For Part 1 of the Genetics Project, you will need to name your protein and provide a description of the hypothetical function of the protein. You will need to relate the chemical composition and levels of structure found in your protein. In addition, explain the roles of DNA and RNA in protein synthesis.
For this Assignment, you are building a hypothetical protein. Proteins – large complex molecules – are major building blocks of all living organisms. In this unit you will continue to build your hypothetical protein.

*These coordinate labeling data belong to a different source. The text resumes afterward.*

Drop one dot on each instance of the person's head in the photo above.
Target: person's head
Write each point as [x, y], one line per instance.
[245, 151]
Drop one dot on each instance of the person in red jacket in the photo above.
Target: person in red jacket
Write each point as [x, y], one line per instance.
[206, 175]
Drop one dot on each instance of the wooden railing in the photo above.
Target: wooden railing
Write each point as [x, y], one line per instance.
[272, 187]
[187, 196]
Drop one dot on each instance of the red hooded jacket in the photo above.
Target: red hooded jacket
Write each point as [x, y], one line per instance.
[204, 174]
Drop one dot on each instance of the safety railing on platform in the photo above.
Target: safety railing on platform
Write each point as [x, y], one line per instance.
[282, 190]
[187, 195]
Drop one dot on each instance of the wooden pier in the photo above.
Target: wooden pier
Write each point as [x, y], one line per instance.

For part 2 of the Genetics Project, you will be focusing on sequence. Remember your explanation of the roles DNA and RNA played in the formation of your hypothetical protein. For this activity you will first provide the completely hypothetical sequence of your protein. Next you will need to supply the corresponding RNA and complementary DNA sequences.
Amino acids are building blocks of proteins. Using the 20 amino acids that make up all proteins, you need to design a protein with 100 amino acids. Remember the following principles when constructing your protein sequence:
- You may integrate any combination of the 20 amino acids.
- Ensure that your protein has a start and stop codon.
- Be careful that the protein does not have an internal stop codon.
- The protein sequence should be written using the three-letter designator for an amino acid, e.g., Proline is Pro, Methionine is Met.
The genetic code is a set of rules for which the information in genetic material such as DNA and RNA can be translated into proteins. The genetic code is read in nucleotide triplets or codons. Using your protein sequence you will need to:
- Supply the corresponding RNA sequence using the Genetic Code. You can find the genetic code in your textbook and the provided template. You can write the sequence in triplet form (i.e., XXX XXX XXX).
- Now that you have the correct RNA sequence you will need to use your knowledge of complementary base pairing rules to deduce the DNA sequence of your hypothetical protein. Remember that RNA contains the unique base of Uracil (U) and DNA contains the base Thymidine (T). Again this sequence can be written in triplet code (i.e., XXX XXX XXX).
For the third and final part of this Assignment you will create mutations in your protein. Mutagens are agents that can alter the DNA of an organism. These changes or damage to the DNA can have varying effects on the protein product that the cell makes. For this part of the assignment you will need to complete the following:
- You will need to mutate your DNA sequence. Make changes to the DNA sequence of your hypothetical protein. You will make four separate changes or mutations. The mutations should be indicated in your DNA, RNA and protein sequences. The four types of mutations that you will need to demonstrate are:
- Nonsense mutation
- Frameshift mutation
- Point mutation
- Insertion mutation
- Explain the effects of each mutation on your final protein.
- Provide a possible cause or source of each type of mutation.
- This project does not need to be in essay format. It is not necessary to include an introduction or conclusion.
- You should list the DNA and RNA sequence using a single letter to indicate a base, e.g., adenine is A, and thymine is T.
- The protein sequence should be written using the three-letter designator for an amino acid, e.g., Proline is Pro, and Methionine is Met.